Brand, Stewart. Time and Responsibility.
New York: 1999
Pages 34 and 83
In recent years a few scientists (such as R.V. O'Neill and C.S. Holling) have been probing a similar issue in ecological systems: How do they manage change, and how do they absorb and incorporate shocks? The answer appears to lie in the relationship between components in a system that have different change rates and different scales of size. Instead of breaking under stress like something brittle these systems yield as if they were malleable. Some parts respond quickly to the shock, allowing slower parts to ignore the shock and maintain their steady duties of system continuity.
The combination of fast and slow components makes the system resilient, along with the way the differently paced parts affect each other. Fast learns, slow remembers. Fast proposes, slow disposes. Fast is discontinuous, slow is continuous. Fast and small instructs slow and big by accrued innovation and occasional revolution. Slow and big controls small and fast by constraint and constancy. Fast gets all our attention, slow has all the power. All durable dynamic systems have this sort of structure; it is what makes them adaptable and robust….

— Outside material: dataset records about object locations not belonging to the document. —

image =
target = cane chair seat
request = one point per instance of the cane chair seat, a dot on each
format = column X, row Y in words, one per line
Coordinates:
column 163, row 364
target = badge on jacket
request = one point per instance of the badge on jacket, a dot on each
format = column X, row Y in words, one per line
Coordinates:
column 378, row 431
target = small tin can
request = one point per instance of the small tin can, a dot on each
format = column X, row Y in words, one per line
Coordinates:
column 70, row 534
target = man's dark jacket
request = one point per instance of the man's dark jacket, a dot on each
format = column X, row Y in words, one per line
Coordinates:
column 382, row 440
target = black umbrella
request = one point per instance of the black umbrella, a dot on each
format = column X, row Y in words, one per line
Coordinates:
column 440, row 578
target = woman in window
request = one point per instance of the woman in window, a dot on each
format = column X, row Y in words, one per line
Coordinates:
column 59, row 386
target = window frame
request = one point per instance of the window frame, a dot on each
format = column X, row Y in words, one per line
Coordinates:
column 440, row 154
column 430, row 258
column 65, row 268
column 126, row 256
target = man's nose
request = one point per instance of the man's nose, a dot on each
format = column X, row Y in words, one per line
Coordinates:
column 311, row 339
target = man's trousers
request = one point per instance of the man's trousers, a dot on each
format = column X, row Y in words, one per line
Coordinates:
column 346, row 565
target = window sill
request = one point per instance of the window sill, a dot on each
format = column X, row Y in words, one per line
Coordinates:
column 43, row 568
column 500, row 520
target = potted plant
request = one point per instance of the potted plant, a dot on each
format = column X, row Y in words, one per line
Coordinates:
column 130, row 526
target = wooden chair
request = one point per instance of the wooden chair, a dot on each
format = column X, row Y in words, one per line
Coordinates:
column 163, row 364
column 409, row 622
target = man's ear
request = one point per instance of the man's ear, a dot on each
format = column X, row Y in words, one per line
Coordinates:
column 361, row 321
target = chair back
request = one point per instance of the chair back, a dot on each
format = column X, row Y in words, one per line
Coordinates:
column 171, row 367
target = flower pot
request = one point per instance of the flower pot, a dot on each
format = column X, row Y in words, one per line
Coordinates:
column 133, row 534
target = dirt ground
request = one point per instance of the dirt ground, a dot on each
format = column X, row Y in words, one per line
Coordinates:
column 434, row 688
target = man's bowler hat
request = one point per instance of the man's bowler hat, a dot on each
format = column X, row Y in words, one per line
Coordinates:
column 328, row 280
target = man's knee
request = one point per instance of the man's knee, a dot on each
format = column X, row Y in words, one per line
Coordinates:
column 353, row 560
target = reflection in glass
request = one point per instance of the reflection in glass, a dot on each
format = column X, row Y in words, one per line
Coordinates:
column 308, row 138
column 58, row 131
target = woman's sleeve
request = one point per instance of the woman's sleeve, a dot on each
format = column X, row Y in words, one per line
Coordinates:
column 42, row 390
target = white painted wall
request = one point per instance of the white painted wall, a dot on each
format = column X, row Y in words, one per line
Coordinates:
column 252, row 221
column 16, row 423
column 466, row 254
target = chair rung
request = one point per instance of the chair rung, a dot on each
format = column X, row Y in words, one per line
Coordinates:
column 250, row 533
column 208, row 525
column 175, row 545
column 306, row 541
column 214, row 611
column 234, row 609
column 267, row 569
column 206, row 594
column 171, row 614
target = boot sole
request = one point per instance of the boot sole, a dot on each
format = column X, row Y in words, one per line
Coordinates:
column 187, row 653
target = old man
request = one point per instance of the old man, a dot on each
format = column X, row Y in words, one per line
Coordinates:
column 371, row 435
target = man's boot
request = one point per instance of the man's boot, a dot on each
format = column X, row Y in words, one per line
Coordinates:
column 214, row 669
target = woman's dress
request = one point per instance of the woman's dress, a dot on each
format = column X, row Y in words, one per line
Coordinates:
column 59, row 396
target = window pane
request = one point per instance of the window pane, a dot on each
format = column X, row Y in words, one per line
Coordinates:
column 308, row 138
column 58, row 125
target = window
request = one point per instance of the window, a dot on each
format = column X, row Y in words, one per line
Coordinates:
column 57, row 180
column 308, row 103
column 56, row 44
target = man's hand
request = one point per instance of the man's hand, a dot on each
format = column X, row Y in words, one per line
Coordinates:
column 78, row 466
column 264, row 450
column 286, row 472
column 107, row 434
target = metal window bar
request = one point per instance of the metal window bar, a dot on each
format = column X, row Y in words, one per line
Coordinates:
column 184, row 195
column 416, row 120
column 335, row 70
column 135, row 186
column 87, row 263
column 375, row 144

Fixing digital discontinuity sounds like exactly the kind of problem that fast-moving computer technology should be able to solve; but it can't because fast-moving computer technology is the problem. By constantly accelerating its own capabilities (making faster, cheaper, sharper tools that make ever faster, cheaper, sharper tools) the technology is just as constantly self-obsolescing. The great creator is the great eraser.